Note: Set this rule to prioritize either encryption strength or decryption time. When the BlackBerry Enterprise Server decrypts the message using the BlackBerry device master encryption key, it uses the ECC public key in the decryption operation first, followed by a 256 bit AES decryption operation. The ECC decryption operation adds time to the decryption process.

Rule dependency: The BlackBerry device uses this IT policy rule only if the Password Required rule is set to True.
Note: If you do not set this rule, the BlackBerry Enterprise Server does not force content protection on the BlackBerry device; if the user enables content protection on the BlackBerry device, it forces the Strong setting, which is the Default setting.

This rule applies only to Java-based BlackBerry devices version 4.0.0 and higher.

Great stuff, thanks!

Anyone know whether the reason for the minimum password length is:

a) If you're using encryption this good you need a password to match or it's a waste.

b) You won't get a satisfactorily secure key without a password this length

??

Cynically, I'd always thought that it was:

c) Some corporate security policies require that a password is X characters long, and so in order to be accepted into such a corporation, the BB needs to support this policy.

(the serious answer, I suppose, is that it's not going to take some miscreant long to work out what characters someone's typing to unlock a device if they see them typing those characters a lot)

I don't know for sure, but I'd assume a mix of both. As stated in the RIM text above, part of the CP process requires creating a 256 bit AES key from the password.
The text also says the stronger the level of CP, the longer the password should be.

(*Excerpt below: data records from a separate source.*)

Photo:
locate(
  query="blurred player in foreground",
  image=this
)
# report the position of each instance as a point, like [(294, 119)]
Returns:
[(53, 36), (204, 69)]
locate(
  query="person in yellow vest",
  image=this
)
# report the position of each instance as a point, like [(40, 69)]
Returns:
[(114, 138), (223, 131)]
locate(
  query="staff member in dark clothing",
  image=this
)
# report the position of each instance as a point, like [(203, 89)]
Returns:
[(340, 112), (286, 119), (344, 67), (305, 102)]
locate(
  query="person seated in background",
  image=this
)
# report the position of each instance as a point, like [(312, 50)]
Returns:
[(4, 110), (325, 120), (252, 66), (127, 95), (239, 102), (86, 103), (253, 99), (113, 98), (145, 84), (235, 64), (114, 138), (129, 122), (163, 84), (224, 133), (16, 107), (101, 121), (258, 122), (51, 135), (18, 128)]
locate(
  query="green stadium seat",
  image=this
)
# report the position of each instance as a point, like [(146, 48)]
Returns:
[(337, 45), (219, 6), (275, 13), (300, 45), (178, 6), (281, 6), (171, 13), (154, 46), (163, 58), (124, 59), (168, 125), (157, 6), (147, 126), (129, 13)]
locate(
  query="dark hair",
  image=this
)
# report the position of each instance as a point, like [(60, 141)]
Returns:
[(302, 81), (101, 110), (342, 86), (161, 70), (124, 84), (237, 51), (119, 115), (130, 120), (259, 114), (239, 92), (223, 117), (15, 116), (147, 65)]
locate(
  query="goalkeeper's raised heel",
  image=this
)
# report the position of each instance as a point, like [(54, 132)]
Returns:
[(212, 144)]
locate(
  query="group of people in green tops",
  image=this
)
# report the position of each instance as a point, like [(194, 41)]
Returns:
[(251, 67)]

My assumption is that if you are using a short password, the device will pad the password length to a required length. Padding does not enhance security, as it leaves less "real" data to be cracked.

I might be wrong tho. Just a guess.

CP = Headache

Just my 2 cents... Activations take longer, and sometimes fail... wipes take longer (2+ hrs) etc...

However, without it I don't see what's to stop someone stealing your Blackberry, plugging it into a machine, then having access to the raw data files. I'd have thought that if you have sensitive information on your Blackberry (such as the kind your COS is sending by e-mail) then CP is simply a must.